6. Deve, pertanto, ritenersi che in caso di versamento rateale, la prima rata dell’imposta sostitutiva si sarebbe dovuta corrispondere, a dispetto della apparente formulazione della norma, entro la data del 30 giugno 2006, per cui il versamento del 7 luglio 2006, come ritenuto in sentenza, deve ritenersi tardivo, costituendo il termine di cui al D.L. n. 203 del 2005, art. 11-quaterdecies, dies ad quem avente natura perentoria. Ne’ è sostenibile l’interpretazione secondo cui il termine sarebbe un mero termine iniziale (dies a quo), in quanto, come correttamente ritenuto dalla sentenza impugnata, tale interpretazione “finisce per rendere del tutto indeterminata la decorrenza della prima rata, rimettendo, così come osservato dal giudice di prime cure, all’assoluto arbitrio del debitore l’adempimento del debito” e non termine iniziale per l’adempimento.

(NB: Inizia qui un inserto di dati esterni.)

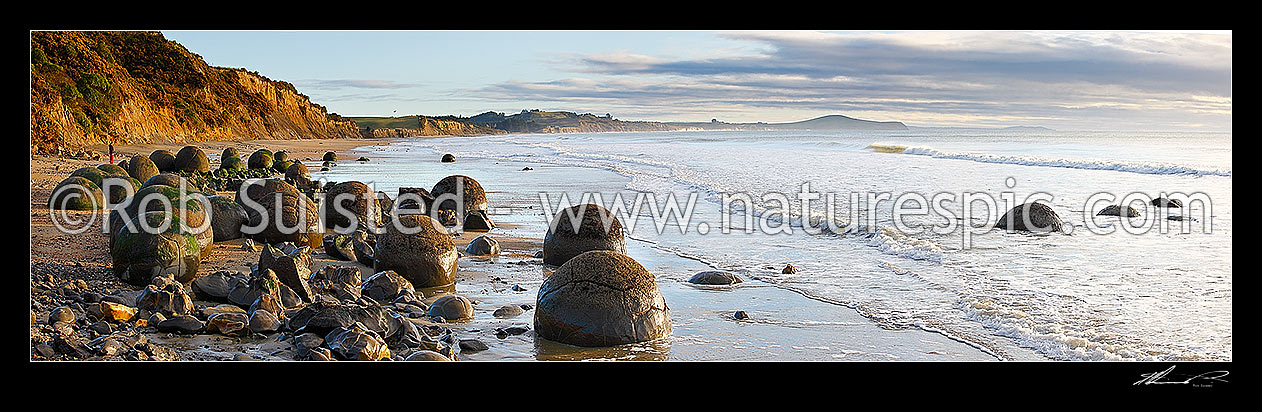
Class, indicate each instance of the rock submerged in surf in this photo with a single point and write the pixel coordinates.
(1114, 210)
(1032, 216)
(601, 298)
(563, 242)
(1166, 202)
(714, 277)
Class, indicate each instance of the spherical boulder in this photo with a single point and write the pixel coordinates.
(260, 159)
(1114, 210)
(601, 298)
(187, 205)
(452, 307)
(419, 249)
(76, 193)
(231, 163)
(141, 254)
(284, 216)
(141, 168)
(298, 175)
(1032, 216)
(465, 188)
(163, 159)
(226, 218)
(563, 242)
(714, 277)
(167, 180)
(359, 200)
(191, 158)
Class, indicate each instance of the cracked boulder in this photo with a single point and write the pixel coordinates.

7. Deve, quindi, darsi continuità all’orientamento già fatto proprio da questa Corte, secondo cui la L. n. 448 del 2001, art. 7, costituisce disciplina derogatoria del sistema ordinario di determinazione della plusvalenza tassabile, per la cui operatività occorre (per quanto qui ha rilievo) il tempestivo versamento dell’imposta sostitutiva nei termini di legge, in mancanza del quale non sussistono le condizioni di operatività della disciplina derogatoria rispetto al regime generale di determinazione delle plusvalenze (Cass., Sez. V, 10 novembre 2017, n. 26636; Cass., sez. VI, 14 gennaio 2015, n. 541). Le argomentazioni contenute in memoria non aggiungono ulteriori utili argomenti di discussione. La sentenza impugnata ha, pertanto, fatto corretta applicazione dei suddetti principi.

8. Il ricorso va, pertanto, rigettato, con spese regolate dalla soccombenza e liquidate come da dispositivo, oltre al raddoppio del contributo unificato.

P.Q.M.

La Corte rigetta il ricorso; condanna parte ricorrente al pagamento delle spese processuali in favore del controricorrente, che liquida in complessivi Euro 4.100,00, oltre spese prenotate a debito; dà atto che sussistono i presupposti processuali, a carico di parte ricorrente, ai sensi del D.P.R. 30 maggio 2002, n. 115, art. 13, comma 1-quater, inserito dalla L. 24 dicembre 2012, n. 228, art. 1, comma 17, per il versamento di un ulteriore importo a titolo di contributo unificato pari a quello previsto per il ricorso, a norma dello stesso art. 13, comma 1-bis, se dovuto.

Così deciso in Roma, il 22 febbraio 2022.